In a novel legal attack on a state’s same-sex marriage ban, a liberal Protestant denomination on Monday filed a lawsuit arguing that North Carolina is unconstitutionally restricting religious freedom by barring clergy members from blessing gay and lesbian couples.

The lawsuit, filed in a Federal District Court by the United Church of Christ, is the first such case brought by a national religious denomination challenging a state’s marriage laws. The denomination, which claims nearly one million members nationwide, has supported same-sex marriage since 2005.

“We didn’t bring this lawsuit to make others conform to our beliefs, but to vindicate the right of all faiths to freely exercise their religious practices,” said Donald C. Clark Jr., general counsel of the United Church of Christ.

The denomination argues that a North Carolina law criminalizing the religious solemnization of weddings without a state-issued marriage license violates the First Amendment. Mr. Clark said that North Carolina allows clergy members to bless same-sex couples married in other states, but otherwise bars them from performing “religious blessings and marriage rites” for same-sex couples, and that “if they perform a religious blessing ceremony of a same-sex couple in their church, they are subject to prosecution and civil judgments.”

The United Church of Christ is joined in the case by a Lutheran priest, a rabbi, two Unitarian Universalist ministers, a Baptist pastor and several same-sex couples. They said the state’s marriage law “represents an unlawful government intervention into the internal structure and practices of plaintiffs’ religions.”

This has been one of the points about marriage equality that I’ve made here many times before: banning same-sex marriage violates the religious freedoms of a number of denominations, including the Quakers, who recognize and welcome all people and who perform same-sex marriage ceremonies.  (In the case of Quakers, it’s called “Meeting for Worship with a Concern for Marriage.”  Mazel tov.)  It’s about time someone took it seriously.

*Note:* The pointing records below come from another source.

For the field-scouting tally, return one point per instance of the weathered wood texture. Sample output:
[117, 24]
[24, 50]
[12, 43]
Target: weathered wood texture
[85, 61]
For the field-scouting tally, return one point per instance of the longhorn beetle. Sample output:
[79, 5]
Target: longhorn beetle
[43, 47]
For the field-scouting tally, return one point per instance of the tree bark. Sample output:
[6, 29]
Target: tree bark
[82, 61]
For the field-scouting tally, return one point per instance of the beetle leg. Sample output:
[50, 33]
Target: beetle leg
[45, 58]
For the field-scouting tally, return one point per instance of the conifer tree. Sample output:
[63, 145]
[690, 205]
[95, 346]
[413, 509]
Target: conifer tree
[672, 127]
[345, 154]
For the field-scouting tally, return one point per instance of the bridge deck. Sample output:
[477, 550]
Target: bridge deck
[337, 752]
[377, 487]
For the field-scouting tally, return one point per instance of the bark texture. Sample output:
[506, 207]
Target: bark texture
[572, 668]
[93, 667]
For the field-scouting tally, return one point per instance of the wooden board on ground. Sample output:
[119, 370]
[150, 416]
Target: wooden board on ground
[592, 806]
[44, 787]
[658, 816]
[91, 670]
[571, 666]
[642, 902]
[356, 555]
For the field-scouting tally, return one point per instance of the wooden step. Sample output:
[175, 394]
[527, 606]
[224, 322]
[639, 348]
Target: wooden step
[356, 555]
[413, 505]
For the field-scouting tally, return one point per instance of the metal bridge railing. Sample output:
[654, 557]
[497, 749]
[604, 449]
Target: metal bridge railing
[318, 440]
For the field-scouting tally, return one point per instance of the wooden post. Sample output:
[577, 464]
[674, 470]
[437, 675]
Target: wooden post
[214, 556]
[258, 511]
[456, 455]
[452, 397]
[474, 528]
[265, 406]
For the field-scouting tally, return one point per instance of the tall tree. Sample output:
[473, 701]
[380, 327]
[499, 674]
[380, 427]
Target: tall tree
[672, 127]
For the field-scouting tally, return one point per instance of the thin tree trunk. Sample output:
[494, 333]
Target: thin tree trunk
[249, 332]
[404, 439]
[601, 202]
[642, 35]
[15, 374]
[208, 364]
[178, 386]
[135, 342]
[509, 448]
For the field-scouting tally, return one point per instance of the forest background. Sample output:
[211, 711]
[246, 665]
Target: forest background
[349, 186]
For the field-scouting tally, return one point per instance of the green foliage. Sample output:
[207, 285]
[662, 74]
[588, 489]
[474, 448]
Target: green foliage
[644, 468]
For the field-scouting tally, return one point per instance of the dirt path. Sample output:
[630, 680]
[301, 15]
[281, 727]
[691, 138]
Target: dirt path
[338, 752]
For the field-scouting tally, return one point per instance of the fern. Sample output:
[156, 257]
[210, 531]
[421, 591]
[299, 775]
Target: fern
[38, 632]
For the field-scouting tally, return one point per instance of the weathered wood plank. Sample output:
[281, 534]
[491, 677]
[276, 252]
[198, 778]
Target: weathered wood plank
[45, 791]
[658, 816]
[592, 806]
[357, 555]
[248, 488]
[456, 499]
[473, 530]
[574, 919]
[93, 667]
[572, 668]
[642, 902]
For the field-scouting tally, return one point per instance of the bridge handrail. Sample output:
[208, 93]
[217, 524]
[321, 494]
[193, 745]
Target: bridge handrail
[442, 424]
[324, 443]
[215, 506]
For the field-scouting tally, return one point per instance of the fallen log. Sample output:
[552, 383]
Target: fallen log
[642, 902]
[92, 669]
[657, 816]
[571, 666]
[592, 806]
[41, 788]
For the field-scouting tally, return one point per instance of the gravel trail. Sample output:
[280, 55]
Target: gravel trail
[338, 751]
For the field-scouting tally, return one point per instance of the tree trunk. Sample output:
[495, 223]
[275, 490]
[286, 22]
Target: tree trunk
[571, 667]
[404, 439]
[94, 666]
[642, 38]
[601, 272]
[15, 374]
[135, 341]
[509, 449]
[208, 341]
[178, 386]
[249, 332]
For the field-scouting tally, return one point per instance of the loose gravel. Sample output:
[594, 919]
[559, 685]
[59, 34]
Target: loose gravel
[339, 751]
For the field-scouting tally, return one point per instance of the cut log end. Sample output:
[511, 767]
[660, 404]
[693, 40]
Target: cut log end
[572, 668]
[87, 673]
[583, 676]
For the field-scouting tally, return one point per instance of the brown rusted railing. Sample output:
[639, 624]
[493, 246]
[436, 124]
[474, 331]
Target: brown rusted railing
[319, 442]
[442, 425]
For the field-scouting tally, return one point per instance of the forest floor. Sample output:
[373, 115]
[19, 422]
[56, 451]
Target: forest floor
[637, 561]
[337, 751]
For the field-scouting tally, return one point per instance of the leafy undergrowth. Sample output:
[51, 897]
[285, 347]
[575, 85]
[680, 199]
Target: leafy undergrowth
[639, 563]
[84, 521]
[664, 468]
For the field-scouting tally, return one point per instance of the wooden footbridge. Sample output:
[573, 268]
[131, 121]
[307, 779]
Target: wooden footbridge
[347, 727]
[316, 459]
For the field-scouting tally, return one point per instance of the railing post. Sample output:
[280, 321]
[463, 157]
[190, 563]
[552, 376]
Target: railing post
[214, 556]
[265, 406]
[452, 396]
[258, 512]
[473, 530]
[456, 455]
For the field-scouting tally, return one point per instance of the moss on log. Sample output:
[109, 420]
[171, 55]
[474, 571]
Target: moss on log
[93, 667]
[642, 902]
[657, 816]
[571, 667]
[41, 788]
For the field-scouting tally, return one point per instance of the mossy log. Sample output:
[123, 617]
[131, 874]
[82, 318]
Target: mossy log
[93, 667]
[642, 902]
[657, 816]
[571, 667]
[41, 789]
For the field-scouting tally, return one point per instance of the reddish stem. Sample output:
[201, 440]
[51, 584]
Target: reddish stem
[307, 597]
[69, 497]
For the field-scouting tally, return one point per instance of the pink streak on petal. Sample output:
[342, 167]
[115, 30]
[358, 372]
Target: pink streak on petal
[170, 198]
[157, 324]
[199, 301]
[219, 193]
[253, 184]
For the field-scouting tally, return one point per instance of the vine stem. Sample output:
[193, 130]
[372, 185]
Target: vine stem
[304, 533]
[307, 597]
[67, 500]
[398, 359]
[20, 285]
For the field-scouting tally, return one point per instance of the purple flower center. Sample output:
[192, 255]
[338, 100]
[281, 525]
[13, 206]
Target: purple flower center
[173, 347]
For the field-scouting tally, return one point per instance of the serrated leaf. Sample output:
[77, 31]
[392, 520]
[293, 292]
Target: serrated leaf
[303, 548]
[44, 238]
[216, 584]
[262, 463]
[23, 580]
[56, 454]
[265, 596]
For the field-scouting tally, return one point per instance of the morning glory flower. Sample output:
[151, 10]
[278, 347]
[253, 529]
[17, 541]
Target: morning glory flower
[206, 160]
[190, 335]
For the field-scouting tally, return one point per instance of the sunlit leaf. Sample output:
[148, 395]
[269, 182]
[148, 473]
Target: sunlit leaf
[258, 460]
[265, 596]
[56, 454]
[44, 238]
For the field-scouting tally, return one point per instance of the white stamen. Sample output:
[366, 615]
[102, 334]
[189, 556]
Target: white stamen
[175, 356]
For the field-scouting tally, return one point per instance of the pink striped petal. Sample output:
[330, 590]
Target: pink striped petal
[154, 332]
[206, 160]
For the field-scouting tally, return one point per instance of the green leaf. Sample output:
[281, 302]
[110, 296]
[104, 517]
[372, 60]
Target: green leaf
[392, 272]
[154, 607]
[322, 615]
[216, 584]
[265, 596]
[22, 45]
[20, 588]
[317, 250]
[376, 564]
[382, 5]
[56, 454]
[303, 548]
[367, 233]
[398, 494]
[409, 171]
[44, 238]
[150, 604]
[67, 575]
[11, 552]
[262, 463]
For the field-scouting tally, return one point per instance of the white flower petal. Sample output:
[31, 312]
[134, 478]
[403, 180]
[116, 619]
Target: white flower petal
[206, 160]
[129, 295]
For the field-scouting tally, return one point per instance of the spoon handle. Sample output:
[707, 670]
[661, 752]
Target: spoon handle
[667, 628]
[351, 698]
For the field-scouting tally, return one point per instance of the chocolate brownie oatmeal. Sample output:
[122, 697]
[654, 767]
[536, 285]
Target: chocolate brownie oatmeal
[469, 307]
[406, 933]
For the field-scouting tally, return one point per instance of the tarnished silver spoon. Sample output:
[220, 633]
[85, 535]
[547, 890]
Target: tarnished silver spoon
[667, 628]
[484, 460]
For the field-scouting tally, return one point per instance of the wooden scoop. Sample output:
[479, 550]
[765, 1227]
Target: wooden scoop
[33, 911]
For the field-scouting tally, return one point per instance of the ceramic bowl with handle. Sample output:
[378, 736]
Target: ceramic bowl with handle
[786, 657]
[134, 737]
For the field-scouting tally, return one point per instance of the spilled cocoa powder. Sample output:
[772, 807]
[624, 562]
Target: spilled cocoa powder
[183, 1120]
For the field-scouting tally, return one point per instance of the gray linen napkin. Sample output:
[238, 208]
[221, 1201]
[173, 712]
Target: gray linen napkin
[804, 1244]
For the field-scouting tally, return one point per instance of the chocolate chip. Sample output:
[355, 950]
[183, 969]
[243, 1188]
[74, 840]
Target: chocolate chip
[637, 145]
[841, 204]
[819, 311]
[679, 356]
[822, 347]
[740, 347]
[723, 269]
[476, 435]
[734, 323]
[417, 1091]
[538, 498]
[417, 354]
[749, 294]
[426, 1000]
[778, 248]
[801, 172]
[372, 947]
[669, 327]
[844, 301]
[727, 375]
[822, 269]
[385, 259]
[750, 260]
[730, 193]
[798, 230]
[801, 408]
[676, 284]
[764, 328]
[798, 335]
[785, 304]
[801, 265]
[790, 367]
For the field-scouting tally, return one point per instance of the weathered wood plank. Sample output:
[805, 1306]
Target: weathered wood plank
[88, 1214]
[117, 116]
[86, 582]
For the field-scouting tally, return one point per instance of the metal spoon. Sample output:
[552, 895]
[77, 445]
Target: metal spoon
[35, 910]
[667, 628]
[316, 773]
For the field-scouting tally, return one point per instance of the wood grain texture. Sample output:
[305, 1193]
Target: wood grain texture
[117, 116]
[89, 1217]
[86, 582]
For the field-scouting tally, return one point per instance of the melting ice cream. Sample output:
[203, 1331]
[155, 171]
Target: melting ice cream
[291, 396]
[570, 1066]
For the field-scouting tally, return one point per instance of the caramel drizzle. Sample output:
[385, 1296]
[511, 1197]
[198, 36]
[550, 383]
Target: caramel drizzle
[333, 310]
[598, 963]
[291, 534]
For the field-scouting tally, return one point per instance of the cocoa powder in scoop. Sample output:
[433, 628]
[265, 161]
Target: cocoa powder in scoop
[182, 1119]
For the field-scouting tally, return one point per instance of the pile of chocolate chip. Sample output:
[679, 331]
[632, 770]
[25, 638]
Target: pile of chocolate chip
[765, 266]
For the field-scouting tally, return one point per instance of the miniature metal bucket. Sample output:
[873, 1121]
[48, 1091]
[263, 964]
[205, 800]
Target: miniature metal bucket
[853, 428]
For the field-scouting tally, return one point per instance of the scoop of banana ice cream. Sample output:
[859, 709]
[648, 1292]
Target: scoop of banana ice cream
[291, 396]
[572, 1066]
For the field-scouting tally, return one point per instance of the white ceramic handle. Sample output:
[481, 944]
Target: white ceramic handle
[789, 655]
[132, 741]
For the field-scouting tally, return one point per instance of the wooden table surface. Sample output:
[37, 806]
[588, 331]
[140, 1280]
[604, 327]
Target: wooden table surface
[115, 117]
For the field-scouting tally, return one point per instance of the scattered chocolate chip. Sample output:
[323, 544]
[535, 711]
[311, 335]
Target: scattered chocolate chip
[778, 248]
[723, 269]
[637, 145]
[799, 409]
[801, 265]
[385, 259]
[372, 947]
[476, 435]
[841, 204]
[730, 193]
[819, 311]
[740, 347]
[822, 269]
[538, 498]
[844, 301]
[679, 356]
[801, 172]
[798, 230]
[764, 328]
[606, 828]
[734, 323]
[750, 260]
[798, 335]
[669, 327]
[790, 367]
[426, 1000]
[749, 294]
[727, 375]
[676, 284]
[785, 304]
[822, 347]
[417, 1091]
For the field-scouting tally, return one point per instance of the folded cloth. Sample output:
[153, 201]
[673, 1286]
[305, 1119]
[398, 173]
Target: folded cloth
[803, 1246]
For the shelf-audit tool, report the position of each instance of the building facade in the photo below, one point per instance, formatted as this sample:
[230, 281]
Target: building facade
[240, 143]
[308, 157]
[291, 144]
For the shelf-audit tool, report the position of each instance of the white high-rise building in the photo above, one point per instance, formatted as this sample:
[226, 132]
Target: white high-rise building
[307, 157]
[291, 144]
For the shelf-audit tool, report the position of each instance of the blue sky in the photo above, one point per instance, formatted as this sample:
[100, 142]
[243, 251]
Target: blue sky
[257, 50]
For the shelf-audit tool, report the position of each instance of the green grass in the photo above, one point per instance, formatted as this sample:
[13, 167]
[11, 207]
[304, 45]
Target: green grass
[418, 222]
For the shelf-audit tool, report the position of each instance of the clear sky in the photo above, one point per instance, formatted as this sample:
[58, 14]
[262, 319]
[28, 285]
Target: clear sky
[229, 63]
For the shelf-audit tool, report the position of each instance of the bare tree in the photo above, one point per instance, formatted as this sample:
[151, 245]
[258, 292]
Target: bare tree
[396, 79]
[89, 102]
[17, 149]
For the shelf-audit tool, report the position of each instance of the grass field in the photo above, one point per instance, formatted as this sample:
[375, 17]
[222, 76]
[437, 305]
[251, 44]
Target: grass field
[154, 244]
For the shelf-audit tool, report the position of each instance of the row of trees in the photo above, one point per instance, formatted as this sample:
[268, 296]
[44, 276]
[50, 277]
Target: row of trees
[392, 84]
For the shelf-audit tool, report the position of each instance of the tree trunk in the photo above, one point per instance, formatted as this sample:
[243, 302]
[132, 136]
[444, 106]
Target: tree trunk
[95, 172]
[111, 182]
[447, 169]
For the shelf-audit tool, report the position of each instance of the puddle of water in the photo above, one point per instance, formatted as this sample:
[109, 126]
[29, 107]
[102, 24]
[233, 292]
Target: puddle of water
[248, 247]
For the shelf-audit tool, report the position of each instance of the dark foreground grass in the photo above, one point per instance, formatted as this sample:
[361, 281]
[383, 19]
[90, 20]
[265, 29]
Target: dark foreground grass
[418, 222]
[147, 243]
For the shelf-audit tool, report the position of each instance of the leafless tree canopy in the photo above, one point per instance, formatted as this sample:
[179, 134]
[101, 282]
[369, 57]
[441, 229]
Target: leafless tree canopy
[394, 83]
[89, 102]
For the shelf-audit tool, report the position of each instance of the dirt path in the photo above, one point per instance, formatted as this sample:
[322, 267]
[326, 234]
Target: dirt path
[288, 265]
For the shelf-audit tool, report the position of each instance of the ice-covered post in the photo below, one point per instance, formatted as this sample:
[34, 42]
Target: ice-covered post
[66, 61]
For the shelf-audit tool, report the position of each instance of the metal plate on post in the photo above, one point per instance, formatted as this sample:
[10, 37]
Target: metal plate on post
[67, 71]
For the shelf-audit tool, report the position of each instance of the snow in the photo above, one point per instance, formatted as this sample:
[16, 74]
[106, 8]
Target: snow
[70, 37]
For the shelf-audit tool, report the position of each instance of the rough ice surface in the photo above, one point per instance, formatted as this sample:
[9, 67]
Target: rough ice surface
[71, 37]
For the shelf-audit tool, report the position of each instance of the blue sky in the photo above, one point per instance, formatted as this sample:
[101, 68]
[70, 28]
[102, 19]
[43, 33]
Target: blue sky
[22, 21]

This did not sit well with the sniveling bigots.

But Tami Fitzgerald, executive director of the North Carolina Values Coalition, which opposes same-sex marriage, derided the legal action as “the lawsuit of the week filed by those who want to impose same-sex marriage on North Carolina.”

“It’s both ironic and sad that an entire religious denomination and its clergy who purport holding to Christian teachings on marriage would look to the courts to justify their errant beliefs,” Ms. Fitzgerald said in a statement. “These individuals are simply revisionists that distort the teaching of Scripture to justify sexual revolution, not marital sanctity.”

“Revisionist”?  Seriously?  The United Church of Christ is the descendent of the original colonists who came here in the 17th century to escape religious persecution, as did the Quakers.  In other words, to get away from people like Ms. Fitzgerald.

And who the hell is she or anyone else to sit in judgment on what exactly are someone else’s Christian teachings?  She and her group are perfectly happy to dictate religious terms to the rest of the world, secular or not, but not let anyone else inform the world that not all Christians are homophobic dictators.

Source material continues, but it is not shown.